I'm currently searching for a tool that does an entropy analyse. I want it to use it for finding a RSA key in a binary file. I have seen a tool that could do this on a workshop but unfortunately I don't know the name of tool and I can't find it with help of google. Does any one know the name of the tool or a tool that could do this?
I'm don't know of such tool from the top of my head although PEiD and OllyDBG both do statistical tests in order to detect possibly compressed/packed executables.
But having to come up with such things is one of the reasons why I love Python and Mathematica+Pythonika. With both it's possible to put together, in a few minutes the desired functionality.
So, the idea is to spot the typical high entropy that should be exhibited by something like a RSA key stored in binary form. Assuming that it's stored within data with significantly lower entropy, such as a standard executable file (that is, not packed or compressed itself), it should be easy to spot visually. Let's check...

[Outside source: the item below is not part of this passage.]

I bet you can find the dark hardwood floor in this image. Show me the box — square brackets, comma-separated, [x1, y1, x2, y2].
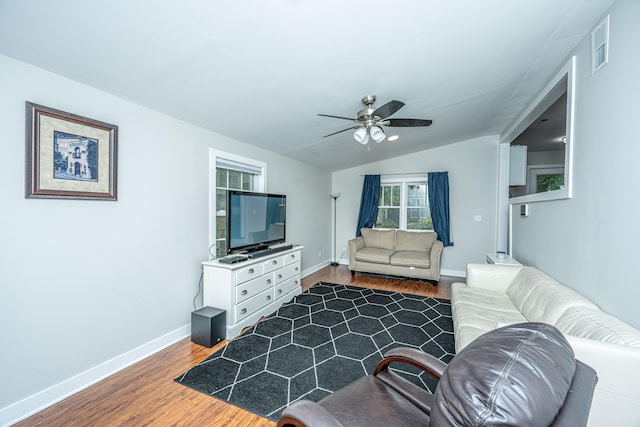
[14, 265, 460, 427]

First we need a function that calculates the entropy of a given chunk of data. The following code will take a Python string and calculate it's byte entropy, returning a real number in the range 0.0 and 8.0.
Values close to 8.0 would indicate a high entropy, hence the likelihood of compressed or otherwise highly random data. Low values would indicate low complexity data such as text or executable instructions or any other data exhibiting clear patterns.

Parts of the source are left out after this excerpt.